Since then, Petya checks every time he opens the refrigerator.:
— Is there any kefir? How old is he? Isn't it time to drink?

And if kefir costs more than three days, put it right away... pours it into the sink.
Because an explosion is fun, but it's not very easy to clean up afterwards.

And the spiders, having learned this story, hung a sign in their refrigerator.:

"Kefir is not a toy.

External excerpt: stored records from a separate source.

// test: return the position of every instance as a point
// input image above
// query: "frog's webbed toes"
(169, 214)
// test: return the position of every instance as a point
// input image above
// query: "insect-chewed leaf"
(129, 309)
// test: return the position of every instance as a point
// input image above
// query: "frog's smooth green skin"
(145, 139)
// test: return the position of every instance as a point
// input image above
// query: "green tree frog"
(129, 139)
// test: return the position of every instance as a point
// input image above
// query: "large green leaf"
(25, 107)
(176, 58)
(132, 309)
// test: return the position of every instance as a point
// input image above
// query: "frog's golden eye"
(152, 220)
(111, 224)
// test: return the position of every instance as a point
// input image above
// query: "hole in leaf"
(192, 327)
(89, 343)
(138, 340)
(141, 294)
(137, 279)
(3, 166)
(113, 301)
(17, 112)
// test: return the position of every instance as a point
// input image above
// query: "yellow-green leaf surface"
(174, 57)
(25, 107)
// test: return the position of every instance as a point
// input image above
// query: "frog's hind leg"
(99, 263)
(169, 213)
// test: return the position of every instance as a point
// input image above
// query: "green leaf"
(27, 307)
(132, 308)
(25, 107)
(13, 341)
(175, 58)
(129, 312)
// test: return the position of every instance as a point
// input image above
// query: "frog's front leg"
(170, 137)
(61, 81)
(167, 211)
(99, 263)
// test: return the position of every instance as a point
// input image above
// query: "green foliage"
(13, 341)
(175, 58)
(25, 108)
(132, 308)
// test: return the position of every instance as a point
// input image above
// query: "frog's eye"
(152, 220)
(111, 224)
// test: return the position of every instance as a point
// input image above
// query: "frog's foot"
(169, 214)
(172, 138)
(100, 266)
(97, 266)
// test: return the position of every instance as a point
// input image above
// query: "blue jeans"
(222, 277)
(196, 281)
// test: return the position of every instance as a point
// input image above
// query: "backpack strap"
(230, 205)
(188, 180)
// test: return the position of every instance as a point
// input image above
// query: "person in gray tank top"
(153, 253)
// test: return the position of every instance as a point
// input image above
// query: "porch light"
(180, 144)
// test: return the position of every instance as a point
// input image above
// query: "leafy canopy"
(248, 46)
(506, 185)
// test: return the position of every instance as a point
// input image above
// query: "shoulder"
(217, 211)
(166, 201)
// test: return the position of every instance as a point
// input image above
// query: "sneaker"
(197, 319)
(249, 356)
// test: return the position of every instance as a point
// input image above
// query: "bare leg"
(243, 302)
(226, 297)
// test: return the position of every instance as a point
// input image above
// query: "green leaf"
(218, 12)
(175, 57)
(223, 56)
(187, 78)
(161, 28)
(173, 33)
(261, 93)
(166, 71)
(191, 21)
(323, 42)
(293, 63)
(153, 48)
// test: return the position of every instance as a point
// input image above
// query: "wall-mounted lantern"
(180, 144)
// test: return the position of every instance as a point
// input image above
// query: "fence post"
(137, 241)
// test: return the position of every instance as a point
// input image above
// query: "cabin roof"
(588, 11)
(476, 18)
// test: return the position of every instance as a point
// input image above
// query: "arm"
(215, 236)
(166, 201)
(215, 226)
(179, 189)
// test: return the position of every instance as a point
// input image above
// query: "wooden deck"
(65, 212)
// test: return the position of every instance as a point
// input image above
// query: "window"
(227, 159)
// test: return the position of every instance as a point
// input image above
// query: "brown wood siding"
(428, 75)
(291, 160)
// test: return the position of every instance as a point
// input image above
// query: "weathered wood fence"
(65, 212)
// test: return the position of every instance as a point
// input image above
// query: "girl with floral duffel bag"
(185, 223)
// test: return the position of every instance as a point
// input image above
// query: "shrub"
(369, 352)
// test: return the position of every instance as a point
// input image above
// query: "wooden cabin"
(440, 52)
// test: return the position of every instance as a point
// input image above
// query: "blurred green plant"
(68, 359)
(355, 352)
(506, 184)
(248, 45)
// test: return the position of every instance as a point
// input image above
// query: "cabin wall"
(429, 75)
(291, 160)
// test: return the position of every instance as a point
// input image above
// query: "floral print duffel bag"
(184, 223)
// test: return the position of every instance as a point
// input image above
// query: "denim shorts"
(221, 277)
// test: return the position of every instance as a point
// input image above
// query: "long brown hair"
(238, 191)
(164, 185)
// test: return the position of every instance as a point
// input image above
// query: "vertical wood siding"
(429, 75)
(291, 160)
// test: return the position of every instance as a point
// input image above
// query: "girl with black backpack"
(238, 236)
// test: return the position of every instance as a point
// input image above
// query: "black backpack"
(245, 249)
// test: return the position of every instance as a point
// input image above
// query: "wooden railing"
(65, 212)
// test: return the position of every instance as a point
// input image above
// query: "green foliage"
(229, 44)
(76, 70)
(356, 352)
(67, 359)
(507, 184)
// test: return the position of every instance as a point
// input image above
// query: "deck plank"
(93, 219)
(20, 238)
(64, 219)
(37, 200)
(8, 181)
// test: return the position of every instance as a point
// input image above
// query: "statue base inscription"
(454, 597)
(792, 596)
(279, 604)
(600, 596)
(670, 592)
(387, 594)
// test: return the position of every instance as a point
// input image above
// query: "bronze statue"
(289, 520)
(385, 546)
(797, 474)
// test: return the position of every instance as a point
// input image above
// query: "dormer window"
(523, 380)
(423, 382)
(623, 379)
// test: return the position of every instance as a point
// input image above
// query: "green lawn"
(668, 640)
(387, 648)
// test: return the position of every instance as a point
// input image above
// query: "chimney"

Drink on time!"

Well, yes…
Послесловие:
Now Petya will be more careful! 
Обсуждение
19:03(1)
Some like porridge hot,
some like porridge cold,
some like it in a pot.
seven days old.


А почему на английском? У нас русскоязычный сайт. Просьба давать перевод к текстам на иностранных языках.
Ваш админ.
19:13(1)
Здравствуйте, уважаемый администратор!

Меня зовут Роман Дмитриевич Суходолин.

Я опубликовал стихотворение на английском языке, потому что хочу, чтобы мои произведения могли читать не только русскоязычные, но и иностранные читатели.

Если это нарушает правила сайта, я готов добавить перевод на русский язык или перенести стихотворение в соответствующий раздел.

Спасибо за внимание к моему творчеству!

С уважением, Роман Дмитриевич Суходолин. 
19:54
Спасибо за ответ, Роман Дмитриевич. 
Да, нужно добавить перевод на русский язык.